SELECT f1.title, f2.title, f1. length
FROM film f1
INNER JOIN film f2 ON f1.film_id <> f2.film_id
AND f1. length = f2. length;

Cross join

cross join

  • A CROSS JOIN allows you to produce the Cartesian Product of rows in two or more tables.
  • CROSS JOIN does not have any matching condition in the join clause.
  • Suppose we have to perform the CROSS JOIN of two tables T1 and T2. For every row from T1 and T2 i.e., a cartesian product, the result set will contain a row that consists of all columns in the T1 table followed by all columns in the T2 table. If T1 has N rows, T2 has M rows, the result set will have N x M rows.
SELECT *  FROM T1 CROSS JOIN T2;

-- equivalent statement
SELECT *  FROM T1, T2;

-- INNER JOIN clause with the condition evaluates to true
SELECT * FROM T1 INNER JOIN T2 ON TRUE;

Natural Join

  • A NATURAL JOIN is a join that creates an implicit join based on the same column names in the joined tables.
  • A natural join can be an inner join, left join, or right join.
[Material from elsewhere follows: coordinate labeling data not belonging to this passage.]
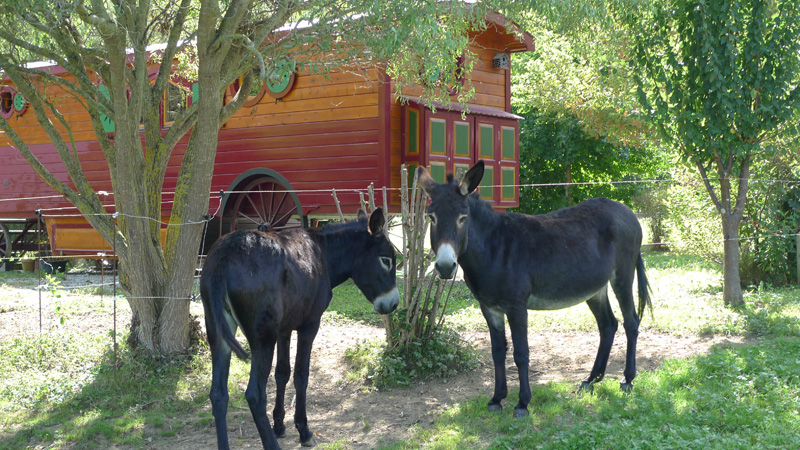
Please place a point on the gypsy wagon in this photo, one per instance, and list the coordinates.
(281, 156)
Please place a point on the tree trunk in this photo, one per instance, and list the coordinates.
(732, 285)
(567, 194)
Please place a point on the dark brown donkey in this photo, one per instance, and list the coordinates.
(270, 284)
(515, 262)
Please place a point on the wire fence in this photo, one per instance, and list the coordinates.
(49, 285)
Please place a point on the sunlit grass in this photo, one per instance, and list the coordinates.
(59, 389)
(743, 397)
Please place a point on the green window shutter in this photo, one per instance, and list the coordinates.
(487, 191)
(487, 141)
(413, 132)
(507, 191)
(412, 172)
(108, 123)
(462, 139)
(508, 142)
(438, 139)
(438, 172)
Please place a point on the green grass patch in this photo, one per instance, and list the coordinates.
(737, 397)
(442, 355)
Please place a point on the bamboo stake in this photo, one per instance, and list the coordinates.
(338, 206)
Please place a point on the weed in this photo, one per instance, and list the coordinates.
(444, 354)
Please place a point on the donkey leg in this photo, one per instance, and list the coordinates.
(607, 324)
(624, 293)
(283, 370)
(305, 338)
(220, 367)
(256, 393)
(518, 322)
(497, 334)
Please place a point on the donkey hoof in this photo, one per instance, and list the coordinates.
(310, 442)
(586, 387)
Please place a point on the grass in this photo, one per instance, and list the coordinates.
(58, 389)
(737, 397)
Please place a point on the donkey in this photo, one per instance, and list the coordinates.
(270, 284)
(515, 262)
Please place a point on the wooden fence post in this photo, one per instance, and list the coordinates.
(797, 248)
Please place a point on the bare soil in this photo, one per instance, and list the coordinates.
(347, 411)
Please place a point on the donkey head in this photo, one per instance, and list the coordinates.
(449, 214)
(375, 267)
If you do not specify a join explicitly e.g., INNER JOIN, LEFT JOIN, RIGHT JOIN, PostgreSQL will use the INNER JOIN by default.
  • If you use the asterisk (*) in the select list, the result will contain the following columns:
    • All the common columns, which are the columns in the both tables that have the same name
    • Every column in the first and second tables that is not a common column
SELECT * FROM T1 NATURAL [INNER, LEFT, RIGHT] JOIN T2;

Set Operations

Union

  • The UNION operator combines result sets of two or more SELECT statements into a single result set.
  • The following are rules applied to the queries:
    • Both queries must return the same number of columns.
    • The corresponding columns in the queries must have compatible data types.
  • The UNION operator removes all duplicate rows unless the UNION ALL is used.
  • The UNION operator may place the rows in the first query before, after or between the rows in the result set of the second query.
  • To sort the rows in the combined result set by a specified column, you use the ORDER BY clause.
SELECT c1, c2 FROM t1
UNION
SELECT c1, c2 FROM t2

-- example to combine sales data in two quaters
SELECT * FROM sales2007q1
UNION
SELECT * FROM sales2007q2;

Intersect

intersect

  • INTERSECT operator combines the result sets of two or more SELECT statements into a single result set.
  • returns any rows that are available in both result set or returned by both queries.
  • To use the INTERSECT operator, the columns that appear in the SELECT statements must follow the rules below:
    • The number of columns and their order in the SELECT clauses must the be the same.
    • The data types of the columns must be compatible.
  • Difference between INNER JOIN and INTERSECT
    • Intersect is an operator and Inner join is a type of join.
    • Intersect can return matching null values but inner join can't.
    • Intersect doesn't return any duplicate values but inner join returns duplicate values if it's present in the tables.
    • INTERSECT creates a temporary table and INNER JOIN works on the actual table.*
SELECT column_list FROM A
INTERSECT
SELECT column_list FROM B;

-- example
SELECT employee_id FROM employees
INTERSECT
SELECT employee_id FROM top_employees;